Sortie. Rat des goûts

Blasé des casse-croûte dégueu et des manières de gueux qu’affectionne tant son clan, Rémy le rat de banlieue gourmet se rêve en cuistot cinq étoiles. Un jour, ses moustaches alléchées le conduisent vers les cuisines d’un grand resto parisien… Après les irrésistibles Indestructibles, le trio Disney/Pixar/Brad Bird renouvelle sa recette magique et monte plus que jamais la 3D en sauce. Scénario pétillant, humour croustillant, images gourmandes et bisous généreux dans un Paris gastronomique reconstitué avec virtuosité : Ratatouille, croyez-le ou non, est aussi un film politique jouant sur la reconnaissance du ventre. Si, si ! Le journal La Vanguardia de Barcelone y voit l’instrument de la réconciliation franco-américaine, trente-sept ans après que Les Aristochats, en 1970, a finement joué sur le combo “cuisine hexagonale/clichés parisiens” pour adoucir le courroux gaullien ! Et on le croit ! Car Ratatouille a un deuxième effet French Kiss Cool : le culte du self made man nappé d’une fine couche de kitsch franchouillard. Slurp !

Ratatouille, au Mégarama.



Résidence. Nayda ? Nada !

Privée de spectacle ! Après deux semaines d’immersion métissée à Casa en février dernier, la résidence Nayda, réunissant - sous l’égide du BIJ de Belgique - soixante musiciens, chanteurs, danseurs, circassiens et stylistes belges, algériens et marocains (dont des membres de Amarg Fusion et Inouras ainsi que Hmar ou bikheer, Mountassif Najia, Laskrouif Ghita) avait vu sa création finale annulée pour cause de “panne d’électricité” au Théâtre Mohammed VI. La troupe survoltée ne s’est pas laissé abattre, et s’est retrouvée à Bruxelles pour reconduire le fruit de sa cuisine artistique, ce samedi 1er septembre. Quand au rattrapage marocain, il se fait toujours attendre…


Photo.

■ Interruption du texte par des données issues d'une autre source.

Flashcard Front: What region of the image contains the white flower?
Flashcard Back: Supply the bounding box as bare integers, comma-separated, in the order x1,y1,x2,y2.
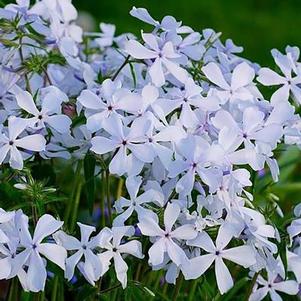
138,203,196,266
183,226,256,294
257,49,301,104
95,23,116,47
14,214,67,292
125,33,188,87
15,87,71,134
202,62,255,104
113,177,164,226
53,223,104,285
249,271,299,301
168,136,221,195
91,115,153,176
98,226,144,288
0,116,46,169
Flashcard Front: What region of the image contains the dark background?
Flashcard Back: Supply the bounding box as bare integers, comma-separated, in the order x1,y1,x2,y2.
1,0,301,65
73,0,301,65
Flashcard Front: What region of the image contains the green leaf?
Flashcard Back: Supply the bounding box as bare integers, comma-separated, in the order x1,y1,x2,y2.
84,152,96,214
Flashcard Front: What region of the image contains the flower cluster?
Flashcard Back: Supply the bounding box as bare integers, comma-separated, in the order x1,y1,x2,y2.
0,209,143,292
0,0,301,300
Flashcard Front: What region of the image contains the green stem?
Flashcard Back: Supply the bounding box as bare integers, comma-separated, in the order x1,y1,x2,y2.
100,171,106,227
19,37,32,94
64,161,82,225
246,272,259,300
106,169,112,224
7,278,18,301
51,276,59,301
112,55,131,81
116,178,124,200
172,274,183,301
70,182,83,233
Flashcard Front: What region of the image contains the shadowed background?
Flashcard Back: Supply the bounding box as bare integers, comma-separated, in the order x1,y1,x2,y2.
73,0,301,64
1,0,301,65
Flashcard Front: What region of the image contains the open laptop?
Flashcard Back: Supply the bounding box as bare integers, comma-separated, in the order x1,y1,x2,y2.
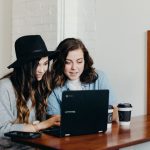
44,90,109,137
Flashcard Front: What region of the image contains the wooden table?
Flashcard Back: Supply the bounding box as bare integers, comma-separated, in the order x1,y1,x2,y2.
13,115,150,150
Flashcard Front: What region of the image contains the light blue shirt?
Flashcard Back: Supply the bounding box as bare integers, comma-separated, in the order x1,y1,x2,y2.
47,71,115,115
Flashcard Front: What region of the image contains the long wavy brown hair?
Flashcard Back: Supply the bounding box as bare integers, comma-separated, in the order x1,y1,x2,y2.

À bicycleeeette...

Non, ce n’est pas le plat pays qui lui a donné l’amour de la petite reine et des fourmis dans les jambes : son Essaouira natale l’a toujours connu sur son vélo. Installé (et marié) à Bruxelles depuis bientôt deux ans, le photographe Youssef Amchir se lance dans un pari un peu fou : un aller simple symbolique de Bruxelles à Tanger, sur deux roues. Dans ses bagages, une exposition intitulée “Bruxelles, vue de l’autre”, bientôt accrochée à Dar Souiri. “J’ai vu ces jeunes dormir sur des bancs, avec une couverture pour trois et un vieux sac pour oreiller (...) J’ai vu l’abîme entre les pauvres sans-abri et les riches consommateurs”. Une expo en forme d’antithèse des clichés répandus en Afrique, qui voient l’Europe comme “une destination prospère ultime... Je veux montrer une image plus nuancée et plus complexe”. Dans l’autre sens, les photos ramenées du voyage feront l’objet d’une expo à Bruxelles, pour un projet original soutenu par la créatrice de mode parisienne Agnès B. Roulez jeunesse !


Cinéma. Eclats de rire

“Une petite idée pour un grand thème” : c’est ainsi que Hakim Belabbès, oiseau rare du cinéma d’auteur marocain, décrit son nouveau long-métrage, tourné en deux semaines cet été, dans sa ville natale de Bijaâd. Une histoire de rire, de sueur et de cinéma, avec laquelle il s’interroge sur cet humour du quotidien, du café, de la rue, chez les artisans de Bejjad. Le cinéaste suit (en HD, transférable en 35 mm) un ami universitaire qui, soucieux de conserver en images le patrimoine local en voie d’extinction, revient sur le terrain caméra à la main. Menuisier-philosophe, coiffeur-poète, forgeron-cinéphile... Des petites gens qui “vivent de rien mais survivent grâce au rire”, dont Belabbès se veut le témoin, dans une nouvelle réflexion sur le cinéma via ce film inclassable, entre fiction et documentaire, proche de Alech Lbhar ? pour la démarche : “À nouveau, la SNRT m’a fait confiance, m’ont dit ‘éclate-toi !’”, se réjouit le cinéaste, qui, cet hiver, tournera ses caméras vers Imilchil…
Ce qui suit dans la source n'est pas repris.